I love his personality. He is a wonderful raconteur, a passionate political advocate, and it would be no surprise to see him throwing his hat in a ring for political office in the near future.
But enough about Alec Baldwin's career.
His current Huffington Post blog, Anthony Weiner is a Modern Human Being, is a thoughtful, measured message outlining the realities of how we live through social media and how Weiner is enacting how masses of people live and conduct affairs right now.
This is modern life, baby, and that's all there is to it. We used to meet and hang out over candlelit wine and pasta, but no more.
He makes a fair point, but here's what is missing in the discussion.
The question is: What is this modern human we are asked to accept?
What kind of modern are we?
The media rolls out the accoutrement of current modern social life, introducing every new version of hand-held social technology as a definitive, unquestioned fait acompli.
They are in effect sales reps for our growing virtual lifestyle.
Nobody is passionately asking any questions, alongside the exclamation point demonstrations on Good Morning America, the Today show, et al, discussing what the new arrivals mean for the way we socialize, have sex, love, and connect with one another.
Baldwin spells this out but nowhere is there true talk, debate, dialogue asking serious questions about what is constantly lost (apart from real dates involving red wine and spaghetti).
Is it too late to discuss?
Is there too much money involved in the rapid roll-out of increasing virtualosity?
Perhaps people are too overwhelmed and distracted by the disease commercials under pharmaceutical cover that are book-ended by these televised technological promotions.
In France recently, I took note of how television there announces commercials by displaying the word "promotion" leading into them.
In other words, these are actors talking about diseases you may get and medications you might try. In France, it is hard to find such a drug commercial. Even shampoo is sold by announcing it is a televised "promotion."
So we see that television news presents the new technologies and promotes them at the same time.
Where is the responsible analysis that I believe belongs side-by-side with these promotional segments, where we hear about the other side of social technologies?

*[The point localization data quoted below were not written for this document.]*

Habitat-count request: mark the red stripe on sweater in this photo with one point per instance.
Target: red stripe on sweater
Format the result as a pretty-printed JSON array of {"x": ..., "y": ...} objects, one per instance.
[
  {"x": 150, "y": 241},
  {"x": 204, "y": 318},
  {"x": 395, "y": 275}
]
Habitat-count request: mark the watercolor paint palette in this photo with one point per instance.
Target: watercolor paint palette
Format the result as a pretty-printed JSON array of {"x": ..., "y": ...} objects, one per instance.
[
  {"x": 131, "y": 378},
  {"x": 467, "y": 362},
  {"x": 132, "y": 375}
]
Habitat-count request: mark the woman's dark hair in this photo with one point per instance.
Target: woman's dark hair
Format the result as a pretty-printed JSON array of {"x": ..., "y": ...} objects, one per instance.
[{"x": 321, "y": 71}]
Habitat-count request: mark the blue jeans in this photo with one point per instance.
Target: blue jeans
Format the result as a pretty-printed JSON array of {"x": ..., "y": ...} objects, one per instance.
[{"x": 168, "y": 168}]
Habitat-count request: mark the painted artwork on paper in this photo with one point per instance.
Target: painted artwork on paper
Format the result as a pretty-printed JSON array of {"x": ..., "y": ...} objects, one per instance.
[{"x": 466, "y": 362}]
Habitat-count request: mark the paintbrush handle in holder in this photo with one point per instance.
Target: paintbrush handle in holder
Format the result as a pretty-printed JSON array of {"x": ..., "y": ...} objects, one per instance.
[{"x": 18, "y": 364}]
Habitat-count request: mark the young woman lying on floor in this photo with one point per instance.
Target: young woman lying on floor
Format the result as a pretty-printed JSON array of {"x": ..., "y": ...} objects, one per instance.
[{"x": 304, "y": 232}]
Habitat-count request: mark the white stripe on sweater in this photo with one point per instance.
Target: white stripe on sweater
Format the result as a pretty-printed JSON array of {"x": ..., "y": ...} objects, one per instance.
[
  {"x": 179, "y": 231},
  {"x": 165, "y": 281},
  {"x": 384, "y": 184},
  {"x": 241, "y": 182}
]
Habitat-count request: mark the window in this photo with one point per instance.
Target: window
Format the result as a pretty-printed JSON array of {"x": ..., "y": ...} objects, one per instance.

To Alec Baldwin I say, good job, but only the beginning discussion about whether we want this kind of modern human to define our way of living.
The burning questions are: what kind of modern are we? and who do we want to be?
How do we want to live?
A little audience participation on the matter, please.
What do you think?
And about Anthony what's-his-name. Wake up Oscar Meyer, it's your electric promotional moment!